An existential risk can thus be redefined more precisely as any catastrophe that’s spatially global, temporally transgenerational, and terminal in intensity. This fixes the typology, but how does it deal with the two counterexamples above? To address these problems, we need to be specific about the particular population of beings affected by the existential event, since both problems derive from how “everyone everywhere” is construed. (In Definition #1 it’s too broad; in Definition #2 it’s too narrow.)

Perhaps a solution is to specify the relevant group as either our current population or any future population that we care about.^ix By defining the group affected in terms of what we value, the problems of good and bad extinction can be effectively solved: insofar as Gedanken experimentus is a desirable species to become, this scenario doesn’t count as an existential risk; and insofar as we don’t want our lineage to be destroyed by a race of superintelligent posthumans (however superior their moral status or aligned with transhumanist values of infinite progress), this scenario does constitute such a risk. Let’s call this Definition #3.

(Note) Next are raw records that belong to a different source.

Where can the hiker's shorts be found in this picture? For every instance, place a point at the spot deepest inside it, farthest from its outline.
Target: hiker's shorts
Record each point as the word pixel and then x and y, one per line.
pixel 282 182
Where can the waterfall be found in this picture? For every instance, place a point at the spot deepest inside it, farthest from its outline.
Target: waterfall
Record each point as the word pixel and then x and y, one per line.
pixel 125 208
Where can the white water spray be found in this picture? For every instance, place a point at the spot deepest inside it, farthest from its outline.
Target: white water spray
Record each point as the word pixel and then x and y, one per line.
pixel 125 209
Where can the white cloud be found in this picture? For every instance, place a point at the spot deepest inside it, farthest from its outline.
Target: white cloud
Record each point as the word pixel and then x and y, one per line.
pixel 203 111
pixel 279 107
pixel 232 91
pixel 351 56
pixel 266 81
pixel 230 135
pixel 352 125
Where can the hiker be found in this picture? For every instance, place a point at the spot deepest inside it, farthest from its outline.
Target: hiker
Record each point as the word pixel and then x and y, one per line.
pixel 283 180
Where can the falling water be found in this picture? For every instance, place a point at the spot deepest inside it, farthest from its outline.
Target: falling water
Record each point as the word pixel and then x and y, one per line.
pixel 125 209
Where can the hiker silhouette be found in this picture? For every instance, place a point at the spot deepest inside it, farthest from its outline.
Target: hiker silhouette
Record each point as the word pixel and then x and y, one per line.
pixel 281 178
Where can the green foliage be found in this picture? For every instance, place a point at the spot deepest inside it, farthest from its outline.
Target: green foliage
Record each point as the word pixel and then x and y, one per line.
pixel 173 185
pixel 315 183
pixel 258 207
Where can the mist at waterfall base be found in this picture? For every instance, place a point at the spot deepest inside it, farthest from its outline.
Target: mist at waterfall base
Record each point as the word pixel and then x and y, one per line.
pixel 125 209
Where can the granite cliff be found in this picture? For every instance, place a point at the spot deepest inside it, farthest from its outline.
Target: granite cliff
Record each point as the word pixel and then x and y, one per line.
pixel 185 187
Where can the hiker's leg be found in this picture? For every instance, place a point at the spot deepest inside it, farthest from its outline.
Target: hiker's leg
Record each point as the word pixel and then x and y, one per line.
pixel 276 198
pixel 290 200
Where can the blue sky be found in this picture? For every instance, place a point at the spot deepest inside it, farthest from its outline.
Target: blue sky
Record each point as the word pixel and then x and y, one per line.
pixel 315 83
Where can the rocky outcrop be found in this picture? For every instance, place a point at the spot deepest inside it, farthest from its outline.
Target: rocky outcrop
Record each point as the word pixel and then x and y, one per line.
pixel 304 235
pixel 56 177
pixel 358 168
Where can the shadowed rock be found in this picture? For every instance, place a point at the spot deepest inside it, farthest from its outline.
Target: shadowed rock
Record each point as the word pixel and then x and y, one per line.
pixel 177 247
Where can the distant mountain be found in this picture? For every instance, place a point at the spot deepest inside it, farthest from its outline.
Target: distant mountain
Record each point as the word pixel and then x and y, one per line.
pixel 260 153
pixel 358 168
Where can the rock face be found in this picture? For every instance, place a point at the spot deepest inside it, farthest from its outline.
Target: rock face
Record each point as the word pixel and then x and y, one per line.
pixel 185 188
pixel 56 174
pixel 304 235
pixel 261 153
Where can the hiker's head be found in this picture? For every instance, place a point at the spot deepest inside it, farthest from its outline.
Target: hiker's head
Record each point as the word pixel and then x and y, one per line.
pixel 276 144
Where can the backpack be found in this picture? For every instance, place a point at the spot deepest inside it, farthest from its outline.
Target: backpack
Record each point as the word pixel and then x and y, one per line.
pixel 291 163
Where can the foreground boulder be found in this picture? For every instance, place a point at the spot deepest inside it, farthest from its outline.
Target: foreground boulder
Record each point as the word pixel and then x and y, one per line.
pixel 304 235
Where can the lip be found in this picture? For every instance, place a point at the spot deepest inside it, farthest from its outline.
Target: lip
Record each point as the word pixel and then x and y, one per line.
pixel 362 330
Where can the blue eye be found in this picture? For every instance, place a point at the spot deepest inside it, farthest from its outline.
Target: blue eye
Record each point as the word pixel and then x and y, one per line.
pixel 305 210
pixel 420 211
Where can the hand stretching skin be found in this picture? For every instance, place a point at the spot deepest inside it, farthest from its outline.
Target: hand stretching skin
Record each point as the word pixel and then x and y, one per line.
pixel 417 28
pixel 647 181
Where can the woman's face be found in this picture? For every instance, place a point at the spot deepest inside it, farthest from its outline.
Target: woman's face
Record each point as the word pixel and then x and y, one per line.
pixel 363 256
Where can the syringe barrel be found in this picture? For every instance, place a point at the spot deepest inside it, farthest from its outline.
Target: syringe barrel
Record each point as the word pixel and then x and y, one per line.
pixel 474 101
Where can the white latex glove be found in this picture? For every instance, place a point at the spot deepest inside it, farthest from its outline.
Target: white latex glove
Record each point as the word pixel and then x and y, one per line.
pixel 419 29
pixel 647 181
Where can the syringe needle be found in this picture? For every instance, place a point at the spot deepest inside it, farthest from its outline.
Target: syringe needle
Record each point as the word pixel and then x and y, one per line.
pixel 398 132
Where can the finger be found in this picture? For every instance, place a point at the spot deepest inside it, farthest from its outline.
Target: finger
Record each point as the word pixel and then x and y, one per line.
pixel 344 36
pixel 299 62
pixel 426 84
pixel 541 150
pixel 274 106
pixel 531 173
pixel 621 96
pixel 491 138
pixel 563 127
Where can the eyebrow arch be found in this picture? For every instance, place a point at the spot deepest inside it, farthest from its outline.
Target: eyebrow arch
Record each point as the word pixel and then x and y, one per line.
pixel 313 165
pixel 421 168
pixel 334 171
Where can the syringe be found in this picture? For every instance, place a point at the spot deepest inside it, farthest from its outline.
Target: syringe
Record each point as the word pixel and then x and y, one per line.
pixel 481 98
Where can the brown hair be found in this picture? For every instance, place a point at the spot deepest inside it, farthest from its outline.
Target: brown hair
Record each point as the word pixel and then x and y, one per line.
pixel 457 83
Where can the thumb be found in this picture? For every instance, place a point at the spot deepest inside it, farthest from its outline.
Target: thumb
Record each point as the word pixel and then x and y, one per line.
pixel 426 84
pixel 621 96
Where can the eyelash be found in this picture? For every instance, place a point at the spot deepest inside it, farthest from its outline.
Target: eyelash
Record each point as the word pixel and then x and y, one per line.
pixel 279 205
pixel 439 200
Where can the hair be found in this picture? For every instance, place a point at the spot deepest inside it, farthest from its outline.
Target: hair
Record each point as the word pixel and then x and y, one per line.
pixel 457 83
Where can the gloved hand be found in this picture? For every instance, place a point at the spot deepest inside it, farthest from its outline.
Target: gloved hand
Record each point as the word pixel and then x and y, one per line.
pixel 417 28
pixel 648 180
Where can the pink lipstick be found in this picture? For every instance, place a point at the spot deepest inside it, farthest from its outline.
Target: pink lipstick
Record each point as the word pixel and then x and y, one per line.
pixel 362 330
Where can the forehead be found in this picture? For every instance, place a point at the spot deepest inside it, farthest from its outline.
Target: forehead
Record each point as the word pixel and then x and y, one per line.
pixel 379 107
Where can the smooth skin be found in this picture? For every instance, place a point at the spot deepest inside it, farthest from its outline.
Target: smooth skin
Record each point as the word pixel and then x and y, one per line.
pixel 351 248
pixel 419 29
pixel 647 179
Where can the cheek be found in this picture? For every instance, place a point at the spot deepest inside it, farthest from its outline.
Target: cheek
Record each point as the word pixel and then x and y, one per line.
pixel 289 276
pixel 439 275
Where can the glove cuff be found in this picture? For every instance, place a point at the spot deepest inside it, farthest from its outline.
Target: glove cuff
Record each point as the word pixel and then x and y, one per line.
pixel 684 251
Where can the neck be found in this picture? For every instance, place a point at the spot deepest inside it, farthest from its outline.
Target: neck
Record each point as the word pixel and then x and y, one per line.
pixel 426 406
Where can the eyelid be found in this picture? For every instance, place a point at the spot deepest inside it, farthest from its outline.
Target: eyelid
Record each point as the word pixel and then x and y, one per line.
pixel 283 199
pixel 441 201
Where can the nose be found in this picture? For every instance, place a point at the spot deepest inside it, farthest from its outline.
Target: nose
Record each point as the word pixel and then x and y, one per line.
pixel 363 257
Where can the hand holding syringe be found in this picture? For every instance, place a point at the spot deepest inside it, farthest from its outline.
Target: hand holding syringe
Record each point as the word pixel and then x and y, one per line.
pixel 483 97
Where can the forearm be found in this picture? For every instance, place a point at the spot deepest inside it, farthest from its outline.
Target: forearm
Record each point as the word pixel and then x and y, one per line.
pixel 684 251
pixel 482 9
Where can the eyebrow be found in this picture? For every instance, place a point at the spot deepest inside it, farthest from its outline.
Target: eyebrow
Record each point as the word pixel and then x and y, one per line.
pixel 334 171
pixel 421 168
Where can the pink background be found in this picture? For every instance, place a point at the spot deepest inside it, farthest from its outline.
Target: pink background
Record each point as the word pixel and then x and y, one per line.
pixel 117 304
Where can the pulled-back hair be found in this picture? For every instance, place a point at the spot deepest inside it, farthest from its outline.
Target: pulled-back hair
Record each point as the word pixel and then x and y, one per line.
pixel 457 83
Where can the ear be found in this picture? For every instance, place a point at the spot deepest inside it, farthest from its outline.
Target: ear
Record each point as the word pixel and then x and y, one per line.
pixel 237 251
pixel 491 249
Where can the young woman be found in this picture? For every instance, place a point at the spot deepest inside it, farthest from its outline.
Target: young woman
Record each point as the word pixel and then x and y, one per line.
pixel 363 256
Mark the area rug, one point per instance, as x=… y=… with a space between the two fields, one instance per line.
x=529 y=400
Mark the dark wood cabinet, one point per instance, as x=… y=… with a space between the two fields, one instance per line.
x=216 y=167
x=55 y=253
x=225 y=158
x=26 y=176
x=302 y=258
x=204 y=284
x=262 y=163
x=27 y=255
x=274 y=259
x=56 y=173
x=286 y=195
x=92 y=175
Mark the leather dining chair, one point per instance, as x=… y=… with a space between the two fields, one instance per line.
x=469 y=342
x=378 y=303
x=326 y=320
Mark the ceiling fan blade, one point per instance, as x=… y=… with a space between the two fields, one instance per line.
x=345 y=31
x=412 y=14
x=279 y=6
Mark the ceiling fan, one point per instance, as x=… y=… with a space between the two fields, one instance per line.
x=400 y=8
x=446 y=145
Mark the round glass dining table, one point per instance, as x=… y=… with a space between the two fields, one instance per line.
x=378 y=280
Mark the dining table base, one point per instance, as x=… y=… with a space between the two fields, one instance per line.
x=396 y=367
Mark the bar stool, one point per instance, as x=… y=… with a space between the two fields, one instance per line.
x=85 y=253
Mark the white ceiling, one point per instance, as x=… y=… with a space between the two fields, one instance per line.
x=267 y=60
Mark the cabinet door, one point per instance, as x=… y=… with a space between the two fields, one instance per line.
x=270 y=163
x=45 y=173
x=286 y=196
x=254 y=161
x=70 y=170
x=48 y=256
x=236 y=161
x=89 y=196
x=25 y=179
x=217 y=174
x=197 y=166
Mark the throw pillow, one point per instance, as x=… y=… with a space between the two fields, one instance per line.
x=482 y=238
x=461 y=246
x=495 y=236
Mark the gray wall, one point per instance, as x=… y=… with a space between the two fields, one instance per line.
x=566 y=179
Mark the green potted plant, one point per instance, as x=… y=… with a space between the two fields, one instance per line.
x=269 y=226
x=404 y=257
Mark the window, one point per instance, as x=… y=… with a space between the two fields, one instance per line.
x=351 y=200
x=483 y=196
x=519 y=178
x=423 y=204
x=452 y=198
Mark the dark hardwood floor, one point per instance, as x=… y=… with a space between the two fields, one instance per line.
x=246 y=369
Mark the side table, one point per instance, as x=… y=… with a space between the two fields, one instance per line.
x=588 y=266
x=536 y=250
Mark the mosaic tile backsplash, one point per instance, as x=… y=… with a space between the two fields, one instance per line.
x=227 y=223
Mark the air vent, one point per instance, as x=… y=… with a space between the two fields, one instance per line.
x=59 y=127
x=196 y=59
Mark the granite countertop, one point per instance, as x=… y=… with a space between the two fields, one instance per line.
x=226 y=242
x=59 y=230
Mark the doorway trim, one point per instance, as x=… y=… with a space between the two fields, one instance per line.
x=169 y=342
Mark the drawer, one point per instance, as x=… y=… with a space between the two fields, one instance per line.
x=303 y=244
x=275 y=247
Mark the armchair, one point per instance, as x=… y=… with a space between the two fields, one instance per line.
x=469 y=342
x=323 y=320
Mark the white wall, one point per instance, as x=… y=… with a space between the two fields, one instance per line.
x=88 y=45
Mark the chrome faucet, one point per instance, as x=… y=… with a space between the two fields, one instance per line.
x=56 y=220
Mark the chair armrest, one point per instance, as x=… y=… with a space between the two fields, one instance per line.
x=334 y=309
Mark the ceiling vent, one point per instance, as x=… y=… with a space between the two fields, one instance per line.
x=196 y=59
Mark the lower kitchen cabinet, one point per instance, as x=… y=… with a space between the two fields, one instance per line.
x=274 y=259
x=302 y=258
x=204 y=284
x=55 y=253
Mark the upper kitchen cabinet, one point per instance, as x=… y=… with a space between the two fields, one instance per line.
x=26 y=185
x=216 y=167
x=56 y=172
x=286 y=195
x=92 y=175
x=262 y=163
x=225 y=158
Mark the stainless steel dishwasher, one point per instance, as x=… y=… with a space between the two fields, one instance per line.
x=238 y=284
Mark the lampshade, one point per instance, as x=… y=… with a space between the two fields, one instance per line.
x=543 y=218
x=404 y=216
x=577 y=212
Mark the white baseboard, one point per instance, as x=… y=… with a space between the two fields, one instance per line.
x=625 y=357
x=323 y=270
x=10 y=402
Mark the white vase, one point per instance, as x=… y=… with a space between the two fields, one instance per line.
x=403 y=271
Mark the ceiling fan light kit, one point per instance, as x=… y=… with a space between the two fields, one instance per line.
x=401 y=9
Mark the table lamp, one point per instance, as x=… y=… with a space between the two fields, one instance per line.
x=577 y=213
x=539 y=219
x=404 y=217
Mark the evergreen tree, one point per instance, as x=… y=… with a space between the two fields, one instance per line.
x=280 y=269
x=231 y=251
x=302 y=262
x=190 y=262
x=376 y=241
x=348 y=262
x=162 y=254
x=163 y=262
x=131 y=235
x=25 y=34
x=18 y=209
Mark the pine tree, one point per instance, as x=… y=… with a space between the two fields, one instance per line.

This offers a modified account both of what an existential risk’s consequences are, and of what the relevant group affected by these consequences is. I don’t put it forward only as a tentative idea – a point of departure for further discussion. I have argued that there are a number of problems with the two primary definitions currently being used in the literature – problems that, to my knowledge, no one hast yet pointed out. Perhaps Definition #3 is a small step in the right direction.

(For more on this and a number of related issues, see my forthcoming book The End: What Religion and Science Tell Us About the Apocalypse.)

i One finds this in other papers of his as well, as in the abstract of Bostrom’s “Existential Risk Prevention as Global Priority.

ii Here I’ll use the non-anthropology sense of Homo sapiens specifically, rather than our entire genus.

iii See Bostrom’s “Transhumanist Values.” Search for “technological progress.”

iv Notice that Definition #1 handles this scenario perfectly well. It doesn’t count it as an existential risk, which seems right.

v See “Why I Want to be a Posthuman When I Grow Up.”

vi Accepting, say, transhumanism’s definition of “potential.”

vii Notice that Definition #2 handles this scenario perfectly well. It counts it as an existential risk, which seems right. Also notice that if bad extinction weren’t a problem, the project of Friendly AI would be pointless.

viii We could, alternatively, simply say that the risk was endured by the locality, which is, after all, the relevant (spatial) scope.

ix Or would care about if we knew about them.